Lega irresponsabile,
danneggia Verona
La Lega in Provincia minaccia di far cadere la Giunta Miozzi. Uno scontro interno alle destre che danneggia Verona per meri calcoli di potere.
La Lega non e’ depositaria della vita e della morte delle Istituzioni.
Il comportamento minaccioso della Lega in Provincia e’ da irresponsabili.
Stiamo attraversando uno dei momenti più’ delicati della nostra storia repubblicana, una fase in cui e’ necessaria unita’ e coesione.
Gia, faccio fatica a capire con quale faccia tosta criticano chi deve correggere i danni che loro hanno prodotto al governo con politiche economiche che hanno addirittura aggravato la crisi. Al peggio non c’e’ mai fine.
Anche Verona sta conoscendo momenti duri, disoccupazione in aumento,aziende che chiudono, cassa integrazione a valanga.

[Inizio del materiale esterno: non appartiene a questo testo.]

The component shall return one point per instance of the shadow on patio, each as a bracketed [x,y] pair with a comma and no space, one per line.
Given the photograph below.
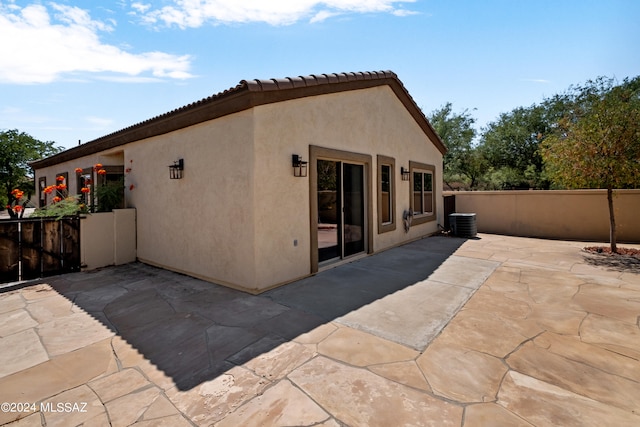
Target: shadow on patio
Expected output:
[194,330]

Inoltre, e’ noto che il loro patto di stabilita’ ha annullato gli investimenti degli Enti locali sul territorio.
Sia per gli investimenti infrastrutturali che nel mercato del lavoro la Provincia ha un ruolo primario. E la Lega che fa? Anziche’ unire, rimboccarsi le maniche per dare respiro alla nostra economia, minaccia, rende instabile la giunta, immiserisce l’azione di governo anteponendo ragioni che interessano ad alcuni singoli elementi e non certamente i 98 comuni del territorio.
Si litiga sulle cose da fare? No, prevalgono giochi ed equilibri di potere interni. Verona non puo’ restare ferma ai voleri di qualcuno.
Il Partito Democratico non puo’ accettare questo misero teatrino e questi teatranti. E’ il momento della responsabilita’ e dell’unita’. Verona prima di tutto. Miozzi porti in Consiglio le scelte urgenti per affrontare localmente la crisi: il piano di coordinamento territoriale, un vero piano industriale e di supporto alla piccola e media impresa, di marketing territoriale, un patto per il lavoro e il PD fara’ la propria parte, a disposizione del territorio che soffre l’immobilismo al quale la Lega ci sta condannando. Ovviamente, non saremo una stampella, ci siediamo al tavolo con le nostre proposte, con spirito costruttivo nella consapevolezza, pero’, che al termine delle cose più’ urgenti da fare, e’ necessario andare al voto per finire quest’agonia.